I have command console on the HD already. Yeah, I heard about NTFSDOS Pro but the problem is no one has the registered 4.03 version so I can't create the bootdisk. I run all my servers on a dedicated Unix machine since Windows is pretty insecure as it is
I'm using the ABIT BE6II v2.0 which uses the 370 HPT and Intel 440BX chipset. I haven't tried the WinXP System Restore but I know the WinME system restore never restored and always failed in the restore process. In WinXP, HPT Drivers 2.31 broke the System Restore function unless you deleted the hptpro.sys file.

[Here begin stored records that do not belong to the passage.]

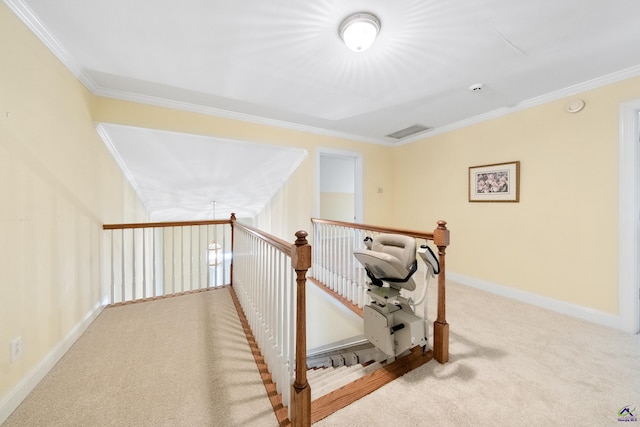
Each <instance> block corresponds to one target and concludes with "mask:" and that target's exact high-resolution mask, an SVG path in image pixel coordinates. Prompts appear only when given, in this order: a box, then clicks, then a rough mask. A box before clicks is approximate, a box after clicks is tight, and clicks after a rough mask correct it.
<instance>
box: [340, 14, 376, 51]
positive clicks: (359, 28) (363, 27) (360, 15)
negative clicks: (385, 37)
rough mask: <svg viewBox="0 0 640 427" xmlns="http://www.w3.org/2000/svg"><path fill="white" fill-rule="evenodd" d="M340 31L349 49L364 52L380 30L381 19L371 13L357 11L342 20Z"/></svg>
mask: <svg viewBox="0 0 640 427" xmlns="http://www.w3.org/2000/svg"><path fill="white" fill-rule="evenodd" d="M339 32H340V38H341V39H342V40H343V41H344V43H345V44H346V45H347V47H348V48H349V49H351V50H352V51H354V52H364V51H365V50H367V49H368V48H369V46H371V45H372V44H373V41H374V40H375V39H376V36H377V35H378V33H379V32H380V20H379V19H378V18H377V17H376V16H374V15H372V14H370V13H365V12H360V13H355V14H353V15H351V16H348V17H347V18H346V19H345V20H344V21H342V24H340V31H339Z"/></svg>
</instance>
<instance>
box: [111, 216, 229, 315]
mask: <svg viewBox="0 0 640 427" xmlns="http://www.w3.org/2000/svg"><path fill="white" fill-rule="evenodd" d="M103 230H104V247H103V251H102V252H103V260H104V263H103V264H102V265H104V266H105V268H104V269H103V278H102V279H103V283H105V287H106V288H108V294H109V304H112V305H115V304H124V303H129V302H134V301H141V300H148V299H154V298H161V297H166V296H170V295H179V294H184V293H190V292H199V291H202V290H206V289H210V288H215V287H220V286H224V285H229V284H231V259H232V253H231V252H232V247H231V220H216V221H195V222H156V223H141V224H105V225H103Z"/></svg>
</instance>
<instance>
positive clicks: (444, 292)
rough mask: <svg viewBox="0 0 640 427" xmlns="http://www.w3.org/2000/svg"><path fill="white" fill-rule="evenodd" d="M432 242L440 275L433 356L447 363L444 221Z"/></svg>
mask: <svg viewBox="0 0 640 427" xmlns="http://www.w3.org/2000/svg"><path fill="white" fill-rule="evenodd" d="M433 241H434V244H435V245H436V246H437V248H438V258H439V262H440V274H438V317H437V318H436V320H435V322H433V356H434V357H435V359H436V360H437V361H438V362H440V363H446V362H448V361H449V324H448V323H447V316H446V311H447V302H446V292H445V290H446V277H445V271H446V268H445V255H446V250H447V246H449V230H447V222H446V221H438V228H436V229H435V230H434V231H433Z"/></svg>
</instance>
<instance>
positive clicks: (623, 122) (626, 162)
mask: <svg viewBox="0 0 640 427" xmlns="http://www.w3.org/2000/svg"><path fill="white" fill-rule="evenodd" d="M639 138H640V100H636V101H632V102H627V103H624V104H622V105H621V106H620V150H619V161H620V176H619V179H620V183H619V191H620V193H619V217H620V222H619V242H620V244H619V245H620V248H619V250H620V253H619V257H620V266H619V268H620V274H619V291H618V298H619V305H618V306H619V315H620V321H621V325H620V329H622V330H624V331H627V332H630V333H633V334H637V333H639V332H640V274H639V273H640V271H639V268H638V264H639V261H640V259H639V256H640V226H639V225H640V204H639V203H638V201H639V200H638V199H639V198H640V197H639V195H638V191H640V185H639V184H638V179H640V147H639V145H640V141H639Z"/></svg>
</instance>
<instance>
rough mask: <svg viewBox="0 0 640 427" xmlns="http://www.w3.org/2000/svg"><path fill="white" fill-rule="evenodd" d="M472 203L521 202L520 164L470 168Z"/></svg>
mask: <svg viewBox="0 0 640 427" xmlns="http://www.w3.org/2000/svg"><path fill="white" fill-rule="evenodd" d="M469 201H470V202H519V201H520V162H508V163H496V164H493V165H483V166H471V167H470V168H469Z"/></svg>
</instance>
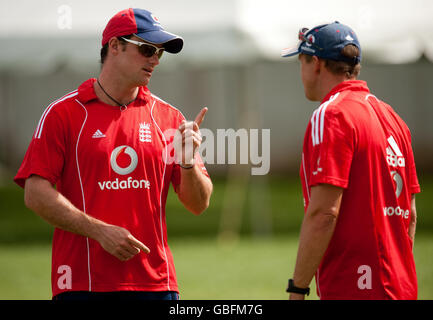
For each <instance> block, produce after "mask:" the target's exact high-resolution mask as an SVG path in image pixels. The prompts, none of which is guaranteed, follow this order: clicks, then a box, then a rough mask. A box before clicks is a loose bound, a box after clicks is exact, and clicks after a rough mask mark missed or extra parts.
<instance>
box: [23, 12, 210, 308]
mask: <svg viewBox="0 0 433 320" xmlns="http://www.w3.org/2000/svg"><path fill="white" fill-rule="evenodd" d="M102 46H103V47H102V50H101V63H102V68H101V72H100V74H99V77H98V78H97V79H89V80H87V81H85V82H84V83H82V84H81V85H80V86H79V87H78V89H77V90H74V91H72V92H70V93H68V94H67V95H65V96H63V97H62V98H60V99H58V100H56V101H54V102H53V103H51V104H50V105H49V106H48V107H47V109H46V110H45V112H44V113H43V115H42V117H41V119H40V121H39V123H38V126H37V128H36V131H35V133H34V136H33V139H32V141H31V143H30V146H29V148H28V150H27V153H26V156H25V158H24V161H23V163H22V165H21V167H20V169H19V171H18V173H17V175H16V177H15V181H16V183H18V184H19V185H20V186H22V187H24V189H25V203H26V205H27V206H28V207H29V208H30V209H32V210H33V211H35V212H36V213H37V214H38V215H40V216H41V217H42V218H43V219H45V220H46V221H48V222H49V223H50V224H52V225H53V226H55V227H56V229H55V231H54V237H53V252H52V279H51V280H52V291H53V297H54V299H105V298H108V299H127V298H132V299H165V300H171V299H178V293H179V289H178V285H177V280H176V273H175V269H174V263H173V256H172V254H171V252H170V249H169V247H168V244H167V230H166V221H165V203H166V199H167V193H168V189H169V186H170V183H171V184H173V187H174V190H175V191H176V193H177V195H178V197H179V199H180V201H181V202H182V203H183V204H184V206H185V207H186V208H187V209H189V210H190V211H191V212H193V213H194V214H200V213H202V212H203V211H204V210H205V209H206V208H207V207H208V205H209V199H210V195H211V192H212V182H211V180H210V178H209V175H208V173H207V171H206V168H205V167H204V165H203V162H202V160H201V159H200V156H199V155H198V154H197V149H198V147H199V146H200V143H201V136H200V131H199V126H200V124H201V122H202V121H203V119H204V115H205V113H206V111H207V109H206V108H203V109H202V110H201V111H200V112H199V114H198V115H197V117H196V119H195V121H185V118H184V116H183V115H182V114H181V112H180V111H179V110H177V109H176V108H175V107H173V106H171V105H170V104H168V103H166V102H164V101H163V100H161V99H160V98H158V97H156V96H155V95H153V94H151V93H150V91H149V90H148V89H147V85H148V83H149V81H150V78H151V76H152V73H153V71H154V70H155V68H156V67H157V66H158V64H159V62H160V58H161V56H162V54H163V52H164V51H167V52H170V53H178V52H180V51H181V49H182V46H183V40H182V38H181V37H178V36H176V35H174V34H172V33H169V32H167V31H165V30H164V29H163V28H162V26H161V24H160V22H159V20H158V19H157V18H156V17H155V16H154V15H153V14H151V13H150V12H149V11H146V10H142V9H127V10H123V11H121V12H119V13H118V14H116V15H115V16H114V17H113V18H112V19H111V20H110V21H109V22H108V24H107V26H106V28H105V30H104V33H103V38H102ZM173 129H174V130H173ZM176 129H178V132H179V134H178V137H180V138H179V139H180V140H177V142H176V143H173V140H174V139H173V136H172V135H170V134H168V132H173V131H175V130H176ZM172 143H173V146H174V150H175V153H176V157H175V158H176V159H178V161H177V162H173V161H171V160H170V159H172V158H173V157H172V156H171V155H170V150H171V144H172ZM188 148H189V149H190V152H186V151H185V150H184V149H188ZM179 155H181V156H179Z"/></svg>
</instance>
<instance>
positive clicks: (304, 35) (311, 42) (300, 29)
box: [298, 28, 323, 50]
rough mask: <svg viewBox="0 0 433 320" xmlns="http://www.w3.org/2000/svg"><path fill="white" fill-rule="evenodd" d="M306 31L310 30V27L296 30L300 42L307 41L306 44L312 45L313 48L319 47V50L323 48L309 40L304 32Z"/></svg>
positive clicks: (298, 38)
mask: <svg viewBox="0 0 433 320" xmlns="http://www.w3.org/2000/svg"><path fill="white" fill-rule="evenodd" d="M308 31H310V29H308V28H301V29H299V32H298V39H299V41H301V42H307V43H308V44H310V45H312V46H313V47H314V48H316V49H319V50H323V48H320V47H319V46H318V45H316V44H314V43H313V41H312V40H311V38H310V39H309V38H308V37H307V36H306V34H307V33H308Z"/></svg>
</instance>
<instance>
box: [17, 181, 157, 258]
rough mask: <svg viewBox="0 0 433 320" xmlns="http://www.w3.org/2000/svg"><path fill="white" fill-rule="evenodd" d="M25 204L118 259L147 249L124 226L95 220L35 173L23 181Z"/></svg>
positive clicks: (149, 251) (127, 257) (37, 212)
mask: <svg viewBox="0 0 433 320" xmlns="http://www.w3.org/2000/svg"><path fill="white" fill-rule="evenodd" d="M24 190H25V192H24V200H25V204H26V206H27V207H28V208H29V209H31V210H33V211H34V212H35V213H36V214H38V215H39V216H40V217H41V218H42V219H44V220H45V221H47V222H48V223H50V224H51V225H53V226H54V227H56V228H60V229H62V230H65V231H69V232H73V233H76V234H79V235H82V236H85V237H89V238H92V239H94V240H96V241H98V242H99V243H100V245H101V246H102V247H103V248H104V249H105V250H106V251H107V252H109V253H111V254H112V255H113V256H115V257H116V258H118V259H119V260H121V261H126V260H129V259H131V258H132V257H134V256H135V255H136V254H138V253H139V252H140V250H141V251H143V252H144V253H149V252H150V250H149V248H148V247H146V246H145V245H144V244H143V243H141V242H140V241H138V240H137V239H136V238H134V236H133V235H132V234H131V233H130V232H129V231H128V230H126V229H124V228H122V227H118V226H114V225H111V224H107V223H105V222H103V221H101V220H98V219H95V218H93V217H91V216H89V215H87V214H85V213H84V212H83V211H81V210H79V209H78V208H76V207H75V206H74V205H73V204H72V203H71V202H70V201H69V200H68V199H66V198H65V197H64V196H63V195H62V194H61V193H59V192H58V191H57V190H56V189H55V188H54V187H53V186H52V185H51V183H50V182H49V181H48V180H46V179H44V178H42V177H40V176H37V175H33V176H31V177H29V178H28V179H27V180H26V184H25V187H24Z"/></svg>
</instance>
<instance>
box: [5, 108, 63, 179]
mask: <svg viewBox="0 0 433 320" xmlns="http://www.w3.org/2000/svg"><path fill="white" fill-rule="evenodd" d="M64 157H65V133H64V124H63V123H62V121H61V118H60V116H59V115H58V114H57V113H56V112H55V110H47V111H46V112H45V113H44V114H43V115H42V118H41V120H40V121H39V124H38V127H37V129H36V131H35V133H34V135H33V137H32V140H31V142H30V145H29V147H28V149H27V152H26V154H25V156H24V160H23V162H22V164H21V167H20V168H19V170H18V173H17V175H16V176H15V178H14V181H15V182H16V183H17V184H18V185H19V186H21V187H24V185H25V180H26V179H27V178H29V177H30V176H31V175H39V176H41V177H43V178H45V179H47V180H48V181H50V182H51V184H52V185H55V184H56V183H57V181H58V180H59V178H60V176H61V173H62V170H63V165H64Z"/></svg>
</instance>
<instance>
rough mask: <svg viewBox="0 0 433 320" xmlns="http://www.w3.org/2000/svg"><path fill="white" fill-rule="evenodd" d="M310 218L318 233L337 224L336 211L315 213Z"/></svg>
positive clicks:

HPT 2.32, 2.33 and versions before 2.32 didn't have the problem.
From HighPoint's website, in drivers 2.32 h**p://www.highpoint-tech.com/driver_v232_370_372.zip - the readme.txt mentions the following so you probably never used version 2.32 drivers.
3. Revision History
====================
v2.32 07/01/2002
* Fix 48bit LBA formatting issue
* Fix hptpro.sys problem on Windows XP system restore and sparse files
* use PMM to allocate BIOS memory
* Disable BIOS EBDA reallocation by default
v2.31 01/09/2002
* Performance improved
* Fix BIOS compatibility issue with Adaptec SCSI
* Fix Seagate Barracuda III and IV mode to ATA100
* Show capacity by 1G=1,000,000,000 Bytes
* Fix BIOS bug "drive capacity incorrect after deleting a broken array"
v2.3 12/20/2001
* Add support for stripe size 128K-2M
* Support multi controller
* Modify driver for HPT370/370A compatibility
* Fix reading ATA/133 disk error when PCI clock is lower than 33MHz
* Fix compatibility problem with Intel IAA driver under Windows ME
* Fix BIOS compatibility issue with MSI845 mainboard
v2.2 12/08/2001
* Performance improved
* Fix GUI re-open bug when rebuilding an array
v2.1 11/15/2001
* Add 48bit LBA (Big Drive) support
* Fix BIOS display problem on S3 display adapter
* Fix BIOS BBS support
* Fix Windows ME hibernating problem
I actually already have the fix you mentioned
for snmp and the problem is still there. It's not someone probing the machine since even if I block the ports, the same thing still happens... the HDD would have high activity after my account is logged on and being idle for 10 hours or so and then unless i kill and restart snmp.exe, I will run out of system resources in WinXP and have to restart. That's why I'm thinking it might be because snmp logs to another file somewhere that the file is getting too large.